There are 3000 such cemeteries cared for by the Commonwealth War Graves Commission commemorating over 575,000 men and women in France.  “What a waste!” says Bernie.

On stage with the live actors communicating directly with the audience, I can imagine the depth and strength of feeling we would experience.

But there is an awful irony in watching this film.  Michael Caine turned 90 in March, 2023.  Glenda Jackson died aged 87 in June.  Filming had been planned for June 2021; finally got underway in September 2022; and “Parker screened the finished film for Caine and Jackson a few weeks before the latter's death on 15 June 2023.”
https://en.wikipedia.org/wiki/The_Great_Escaper

I feel somewhat hesitant to criticise the film in the circumstances, but it doesn’t achieve the dramatic power I imagine as live theatre.  This is not to do with the quality of the acting.  

Perhaps the problem is that the story of Bernard Jordan is real, and appears on film too much like a documentary, a documenting of the events.  But this movie is a fictional recreation based on the true story.  At the same when we watch any film we feel we are seeing reality.

Ivory, as the writer, uses flashbacks to represent actual memories and and their emotional impact, but when filmed, the younger versions of Bernie and Reenie don’t look enough like or their voices don’t have the same accents or manners of speaking as the Bernard and Irene we see in old age.  So the illusion of theatre is broken.  But maybe my reaction was influenced by my being an 83-year-old one-time Cockney.
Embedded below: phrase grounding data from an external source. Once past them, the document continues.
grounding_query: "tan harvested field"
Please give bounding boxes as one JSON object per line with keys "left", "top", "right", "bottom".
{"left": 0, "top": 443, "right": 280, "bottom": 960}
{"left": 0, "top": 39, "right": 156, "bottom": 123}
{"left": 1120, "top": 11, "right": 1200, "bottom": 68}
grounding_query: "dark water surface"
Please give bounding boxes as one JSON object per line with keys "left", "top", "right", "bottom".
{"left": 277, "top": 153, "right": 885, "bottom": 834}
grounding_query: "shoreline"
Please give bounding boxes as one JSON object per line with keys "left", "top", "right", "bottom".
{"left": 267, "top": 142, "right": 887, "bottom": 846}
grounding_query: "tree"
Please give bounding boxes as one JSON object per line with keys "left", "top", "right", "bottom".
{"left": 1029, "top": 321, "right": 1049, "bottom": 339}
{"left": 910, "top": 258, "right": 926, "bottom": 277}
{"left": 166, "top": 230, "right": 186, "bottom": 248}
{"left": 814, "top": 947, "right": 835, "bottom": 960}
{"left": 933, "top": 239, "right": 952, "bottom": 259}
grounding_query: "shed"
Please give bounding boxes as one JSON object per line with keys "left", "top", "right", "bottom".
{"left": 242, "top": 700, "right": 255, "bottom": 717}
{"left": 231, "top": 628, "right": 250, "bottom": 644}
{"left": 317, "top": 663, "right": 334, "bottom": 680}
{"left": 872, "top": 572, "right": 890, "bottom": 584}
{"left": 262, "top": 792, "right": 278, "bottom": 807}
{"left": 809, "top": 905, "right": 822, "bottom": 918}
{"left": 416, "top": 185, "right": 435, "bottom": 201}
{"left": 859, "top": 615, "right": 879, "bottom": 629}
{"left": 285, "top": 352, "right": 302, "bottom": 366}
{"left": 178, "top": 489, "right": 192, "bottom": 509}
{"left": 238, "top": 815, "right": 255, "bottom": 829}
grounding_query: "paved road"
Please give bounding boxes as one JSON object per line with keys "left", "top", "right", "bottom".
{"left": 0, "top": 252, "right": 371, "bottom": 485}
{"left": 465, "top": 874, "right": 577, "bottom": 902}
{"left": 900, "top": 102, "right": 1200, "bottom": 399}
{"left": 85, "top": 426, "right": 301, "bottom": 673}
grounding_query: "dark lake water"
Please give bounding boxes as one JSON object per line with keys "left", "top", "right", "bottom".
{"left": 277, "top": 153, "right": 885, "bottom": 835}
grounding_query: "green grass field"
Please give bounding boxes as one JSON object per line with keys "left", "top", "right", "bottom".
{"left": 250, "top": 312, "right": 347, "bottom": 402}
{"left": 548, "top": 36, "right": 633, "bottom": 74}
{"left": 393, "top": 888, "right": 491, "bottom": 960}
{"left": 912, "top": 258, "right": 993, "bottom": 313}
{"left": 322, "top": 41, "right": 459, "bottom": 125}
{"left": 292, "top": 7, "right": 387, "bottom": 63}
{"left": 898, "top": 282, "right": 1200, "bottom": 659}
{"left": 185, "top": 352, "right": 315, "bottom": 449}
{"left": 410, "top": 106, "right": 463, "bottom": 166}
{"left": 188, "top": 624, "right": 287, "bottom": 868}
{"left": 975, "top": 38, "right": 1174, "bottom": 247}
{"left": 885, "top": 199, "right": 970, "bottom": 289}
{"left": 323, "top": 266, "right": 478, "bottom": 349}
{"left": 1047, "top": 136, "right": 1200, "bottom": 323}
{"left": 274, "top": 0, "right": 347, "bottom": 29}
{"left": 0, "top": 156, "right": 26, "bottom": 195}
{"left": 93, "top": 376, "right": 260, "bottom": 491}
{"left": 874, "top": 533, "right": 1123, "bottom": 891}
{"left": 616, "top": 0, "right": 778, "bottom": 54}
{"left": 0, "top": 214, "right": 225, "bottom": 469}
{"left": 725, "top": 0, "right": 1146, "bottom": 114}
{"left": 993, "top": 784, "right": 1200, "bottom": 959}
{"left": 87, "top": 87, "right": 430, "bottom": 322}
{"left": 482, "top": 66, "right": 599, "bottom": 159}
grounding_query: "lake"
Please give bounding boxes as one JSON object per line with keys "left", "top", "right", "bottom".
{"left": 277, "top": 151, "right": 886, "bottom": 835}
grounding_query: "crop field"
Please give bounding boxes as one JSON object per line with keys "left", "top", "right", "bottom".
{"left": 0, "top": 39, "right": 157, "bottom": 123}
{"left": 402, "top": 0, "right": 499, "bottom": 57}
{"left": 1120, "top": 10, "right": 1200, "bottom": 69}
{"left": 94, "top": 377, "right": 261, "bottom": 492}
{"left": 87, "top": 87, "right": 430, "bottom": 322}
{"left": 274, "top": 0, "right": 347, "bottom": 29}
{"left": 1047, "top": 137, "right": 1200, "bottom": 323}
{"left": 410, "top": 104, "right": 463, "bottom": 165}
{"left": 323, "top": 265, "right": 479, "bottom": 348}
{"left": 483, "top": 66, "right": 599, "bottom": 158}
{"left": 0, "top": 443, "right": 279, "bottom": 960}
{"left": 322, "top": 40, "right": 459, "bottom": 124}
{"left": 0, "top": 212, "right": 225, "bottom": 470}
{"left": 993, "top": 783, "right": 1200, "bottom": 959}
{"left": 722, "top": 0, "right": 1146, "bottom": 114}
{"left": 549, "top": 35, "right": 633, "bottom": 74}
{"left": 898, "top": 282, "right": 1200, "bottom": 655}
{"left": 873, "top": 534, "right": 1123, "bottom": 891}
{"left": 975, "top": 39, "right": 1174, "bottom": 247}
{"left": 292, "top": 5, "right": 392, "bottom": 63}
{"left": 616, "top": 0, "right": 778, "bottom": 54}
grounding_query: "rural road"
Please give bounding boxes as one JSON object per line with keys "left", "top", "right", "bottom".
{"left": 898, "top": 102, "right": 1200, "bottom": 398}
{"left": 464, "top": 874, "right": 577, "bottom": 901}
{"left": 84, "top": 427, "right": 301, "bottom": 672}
The flashbacks to the scenes on the landing craft certainly created the horrifying effects of being under fire from the German aircraft, showing what happened to the tank, and the soldier Bernie persuaded to drive it out into danger.  But it was filmed for us as observers, instead of being a memory from within Bernie’s viewpoint.  

Caine and Jackson created their personal relationship very well, so that we (as we would have in a play) easily found ourselves identifying with each of them and feeling the bond between them.  But other scenes, such as Bernie’s meeting up with the Germans, being introduced by a ‘French’ hotel manager who didn’t sound like a real native French speaker, nor like a Frenchman trying to speak German, just didn’t seem real.  On stage it might even have been funny, rather than creating the tension that was likely if it had been real – nor did it create the other sense of recognition between fighters on such opposite sides, and the feelings that made Bernie and Arthur give Heinrich their tickets to the memorial function.

I certainly, though, could recognise the feeling of satisfaction that Bernie achieved when leaving his memento at the grave in Bayeux, after my wife and I had ourselves searched for her grandfather’s grave in Normandy, where he died in 1918, and where we saw the respect with which the local people keep up the maintenance of all those cemeteries.  

So though the film is made with good intentions, and raises important issues about warfare and its glorification, the writing and directing is inconsistent as a 90-minute drama.  

Yet it stands as a recognition of Glenda Jackson and Michael Caine’s acting capabilities, even their determination – like that of both Irene and Bernard Jordan – to go where he knew he must go, despite old age and the expectations of others.